They were young, white, affluent, attractive and angry. Now all but forgotten, they were a secretive band of radicals who banded together after the collapse of the non-violent anti-war movement Students for a Democratic Society in 1969. Taking their name from a Bob Dylan line ("You don't need a weatherman to know which way the wind blows"), they called themselves The Weathermen and later, after the FBI began paying attention, The Weather Underground.

They seized control of a student movement that had become demoralized in the wake of the assassinations of King and Kennedy, the escalation of the Vietnam War and the election of Richard Nixon. Under the charismatic leadership of one-time lawyer Bernadine Dohrn and others, these modern day Jacobins declared a state of war against the U.S.

They bombed dozens of buildings, but they also suffered horribly at their own hands, most notoriously when a bomb they were building in New York's Greenwich Village exploded, killing several members. (Look carefully at the archival footage: That's next-door neighbor Dustin Hoffman gawking at the destruction.) Eventually, the war ended and the radicals were still in hiding, working menial jobs and quietly withering away.

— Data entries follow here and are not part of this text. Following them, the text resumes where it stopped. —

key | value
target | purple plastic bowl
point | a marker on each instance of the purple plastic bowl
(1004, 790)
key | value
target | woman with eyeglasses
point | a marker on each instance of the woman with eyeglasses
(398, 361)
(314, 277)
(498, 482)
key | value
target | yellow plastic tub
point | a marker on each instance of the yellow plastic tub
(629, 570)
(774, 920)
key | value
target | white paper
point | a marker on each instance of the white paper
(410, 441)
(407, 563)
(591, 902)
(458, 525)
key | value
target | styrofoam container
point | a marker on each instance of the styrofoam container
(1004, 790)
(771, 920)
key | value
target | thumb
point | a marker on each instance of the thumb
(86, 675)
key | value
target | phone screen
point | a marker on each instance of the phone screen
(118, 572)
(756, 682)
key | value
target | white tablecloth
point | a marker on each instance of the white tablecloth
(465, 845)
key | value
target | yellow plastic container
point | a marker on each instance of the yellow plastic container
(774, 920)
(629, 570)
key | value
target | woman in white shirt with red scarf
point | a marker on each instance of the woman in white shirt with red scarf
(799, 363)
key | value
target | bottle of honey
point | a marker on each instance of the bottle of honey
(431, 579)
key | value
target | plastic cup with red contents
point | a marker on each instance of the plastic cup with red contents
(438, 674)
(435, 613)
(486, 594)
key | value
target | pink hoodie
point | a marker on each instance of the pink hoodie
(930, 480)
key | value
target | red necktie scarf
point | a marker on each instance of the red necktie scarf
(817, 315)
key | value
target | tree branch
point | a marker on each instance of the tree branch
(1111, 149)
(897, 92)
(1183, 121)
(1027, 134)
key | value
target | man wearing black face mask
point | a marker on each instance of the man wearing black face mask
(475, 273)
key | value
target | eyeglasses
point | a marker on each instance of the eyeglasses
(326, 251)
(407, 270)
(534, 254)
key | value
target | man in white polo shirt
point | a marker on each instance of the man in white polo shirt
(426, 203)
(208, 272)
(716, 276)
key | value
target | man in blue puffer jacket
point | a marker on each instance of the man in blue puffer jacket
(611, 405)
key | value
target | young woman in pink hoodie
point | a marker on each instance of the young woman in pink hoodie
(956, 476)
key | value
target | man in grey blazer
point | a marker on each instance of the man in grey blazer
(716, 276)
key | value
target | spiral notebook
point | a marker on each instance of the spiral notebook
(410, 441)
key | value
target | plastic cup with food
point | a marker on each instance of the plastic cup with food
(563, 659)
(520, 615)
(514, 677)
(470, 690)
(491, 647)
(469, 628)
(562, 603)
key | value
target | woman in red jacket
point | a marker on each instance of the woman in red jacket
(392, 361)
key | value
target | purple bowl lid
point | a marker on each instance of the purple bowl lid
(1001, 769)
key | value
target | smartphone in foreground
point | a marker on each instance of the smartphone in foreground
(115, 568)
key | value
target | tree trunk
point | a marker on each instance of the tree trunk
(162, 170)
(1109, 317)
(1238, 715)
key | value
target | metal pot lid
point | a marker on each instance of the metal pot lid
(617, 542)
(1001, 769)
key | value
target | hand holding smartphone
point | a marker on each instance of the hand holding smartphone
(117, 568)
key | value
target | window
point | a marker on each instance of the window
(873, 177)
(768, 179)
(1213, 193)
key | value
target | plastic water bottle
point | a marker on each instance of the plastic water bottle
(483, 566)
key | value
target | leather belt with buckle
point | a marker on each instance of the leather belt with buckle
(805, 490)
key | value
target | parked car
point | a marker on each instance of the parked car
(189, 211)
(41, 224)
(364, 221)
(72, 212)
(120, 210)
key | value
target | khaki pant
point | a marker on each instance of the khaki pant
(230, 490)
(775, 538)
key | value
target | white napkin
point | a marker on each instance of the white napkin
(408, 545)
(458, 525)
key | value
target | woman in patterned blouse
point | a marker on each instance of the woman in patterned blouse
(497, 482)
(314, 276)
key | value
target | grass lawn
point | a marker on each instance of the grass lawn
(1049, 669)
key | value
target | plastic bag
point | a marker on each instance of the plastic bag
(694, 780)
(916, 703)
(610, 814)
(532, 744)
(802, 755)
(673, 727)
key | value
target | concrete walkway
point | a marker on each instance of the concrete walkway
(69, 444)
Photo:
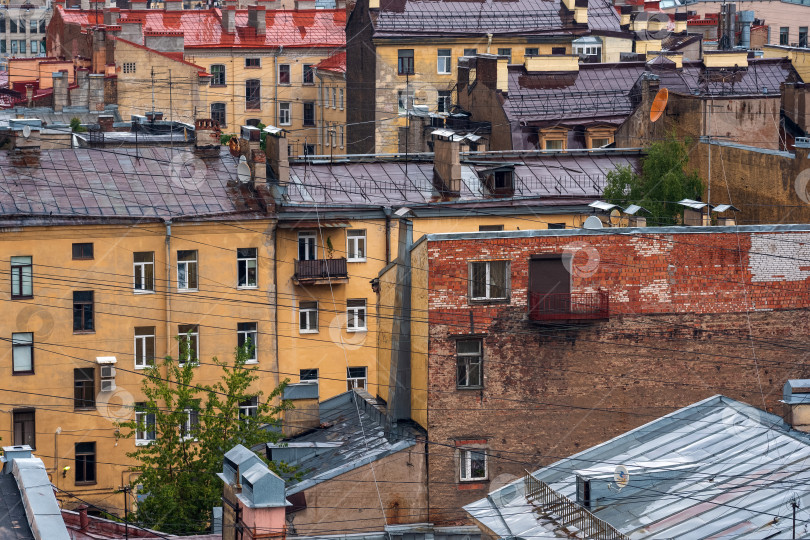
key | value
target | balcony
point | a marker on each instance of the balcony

The film does omit discussion of notable Weather Underground alumnus Kathy Boudin. After a decade on the run, Boudin, the daughter of a famous lefty lawyer, went to prison over twenty years ago for participating in a botched armored-car robbery that resulted in the murders of several cops. She was recently in the news, first when her son Chesa (who was raised by Dohrn and Ayers) won a Rhodes scholarship and, just a few weeks ago, when she was finally paroled over the vociferous objections of the New York law enforcement community.

One can only conclude, after seeing The Weather Underground, that the filmmakers were doing the still-incarcerated Boudin a big favor by leaving her out of this disturbing but very informative film.